Blog Post 3: It’s Decision Time.

Bryan Hanner

Published in

GatesNLP

8 min readApr 17, 2019

Hello! Dying to know which project idea we chose? We’re here with all the answers for you -- cause it’s decision time!

We hope you’re as excited as this puppy. Photo by Joe Caione on Unsplash

Our Chosen Idea

We decided on a project inspired by Idea 3 from our last blog post, albeit with a few significant changes. For this project, we are now building a way to understand associations and connection strength between academic research papers based on their text. To put it more formally, we are planning on building a model that takes research papers as input and outputs the top-k similar research papers for a new research paper in the test set.

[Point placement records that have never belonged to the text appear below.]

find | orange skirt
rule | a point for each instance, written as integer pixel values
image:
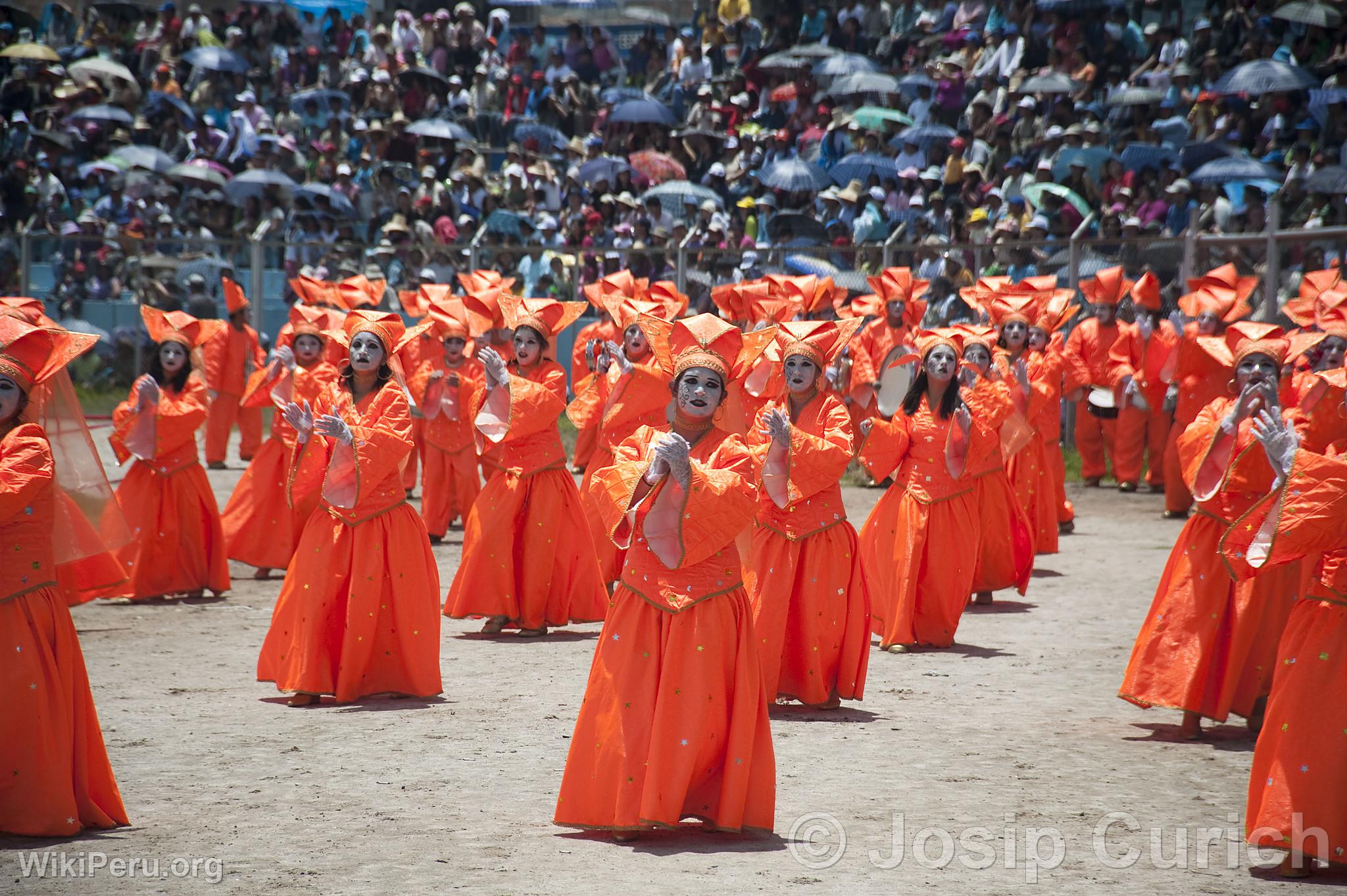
(1209, 644)
(1005, 550)
(358, 613)
(449, 487)
(260, 528)
(1032, 481)
(178, 544)
(1300, 765)
(526, 556)
(57, 779)
(811, 611)
(919, 564)
(674, 721)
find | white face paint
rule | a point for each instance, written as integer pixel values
(800, 374)
(10, 398)
(307, 349)
(367, 353)
(699, 392)
(941, 364)
(173, 356)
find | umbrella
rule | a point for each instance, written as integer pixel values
(602, 168)
(1265, 76)
(790, 225)
(104, 114)
(794, 176)
(197, 174)
(508, 224)
(255, 182)
(1142, 155)
(658, 167)
(439, 128)
(433, 78)
(1135, 97)
(1311, 14)
(784, 62)
(1331, 179)
(844, 64)
(1092, 158)
(321, 97)
(36, 51)
(149, 158)
(216, 60)
(157, 101)
(306, 197)
(924, 136)
(675, 194)
(860, 166)
(1233, 168)
(877, 116)
(1055, 82)
(614, 96)
(546, 136)
(641, 112)
(864, 82)
(1035, 191)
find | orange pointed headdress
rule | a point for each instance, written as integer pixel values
(1106, 288)
(30, 354)
(705, 341)
(178, 326)
(820, 341)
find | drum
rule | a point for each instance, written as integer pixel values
(1101, 402)
(893, 383)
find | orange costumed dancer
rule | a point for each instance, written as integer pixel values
(998, 394)
(1300, 766)
(674, 721)
(446, 388)
(811, 607)
(528, 557)
(929, 519)
(1196, 377)
(627, 390)
(57, 779)
(166, 498)
(358, 613)
(1087, 369)
(1209, 644)
(231, 357)
(1137, 361)
(262, 528)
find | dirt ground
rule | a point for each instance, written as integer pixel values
(1016, 731)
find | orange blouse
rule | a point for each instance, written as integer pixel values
(679, 544)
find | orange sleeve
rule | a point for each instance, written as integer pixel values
(1300, 518)
(685, 528)
(26, 469)
(524, 408)
(883, 450)
(811, 461)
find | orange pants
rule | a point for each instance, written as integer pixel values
(1140, 432)
(1177, 498)
(220, 419)
(1094, 442)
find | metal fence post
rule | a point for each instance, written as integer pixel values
(1272, 270)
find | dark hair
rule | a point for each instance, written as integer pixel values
(950, 401)
(157, 370)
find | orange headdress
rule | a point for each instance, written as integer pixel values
(705, 341)
(30, 354)
(235, 298)
(1106, 288)
(178, 326)
(820, 341)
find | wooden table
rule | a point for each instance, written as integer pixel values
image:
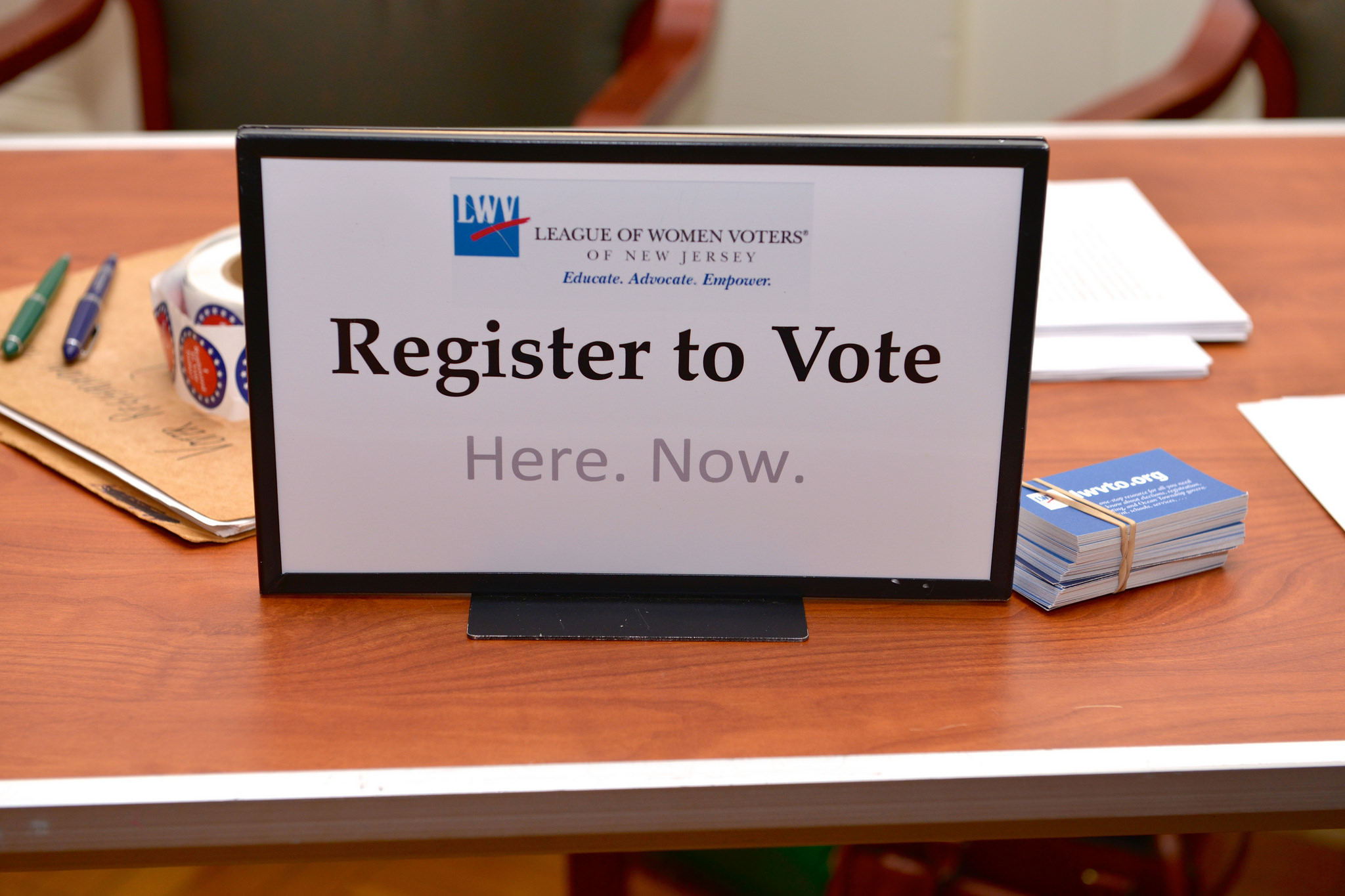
(154, 708)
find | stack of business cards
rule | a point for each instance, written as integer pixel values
(1184, 522)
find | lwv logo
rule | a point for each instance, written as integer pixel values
(486, 224)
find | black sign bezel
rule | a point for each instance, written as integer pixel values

So, what motivates us? The scientific community is complex and there is currently so much literature out there, with little to no organization. While many search engines have tried to estimate associations between papers, we are not aware of a single tool that compares papers based on the ideas within the text itself, particularly for the use case of seeing what is related to papers a person is in the process of writing. We believe that this is an extremely interesting space to be in because it enables us to start organizing the vast amounts of data in the academic literature space, while also attempting to apply natural language to academic literature data organization.

Minimal Viable Plan

As a minimum viable plan, we hope to achieve two main goals:

Build both a supervised and unsupervised model that generates a list of top-k “similar” papers for a new research paper. In the case of the supervised model, we would use citations as the “labels” and then compare if the associations we develop match those of current citations. In the case of the unsupervised clustering model, we would take research papers as input and output papers that discuss related topics (putting semantic meaning into a vector space for comparison and/or nearest-k neighbors).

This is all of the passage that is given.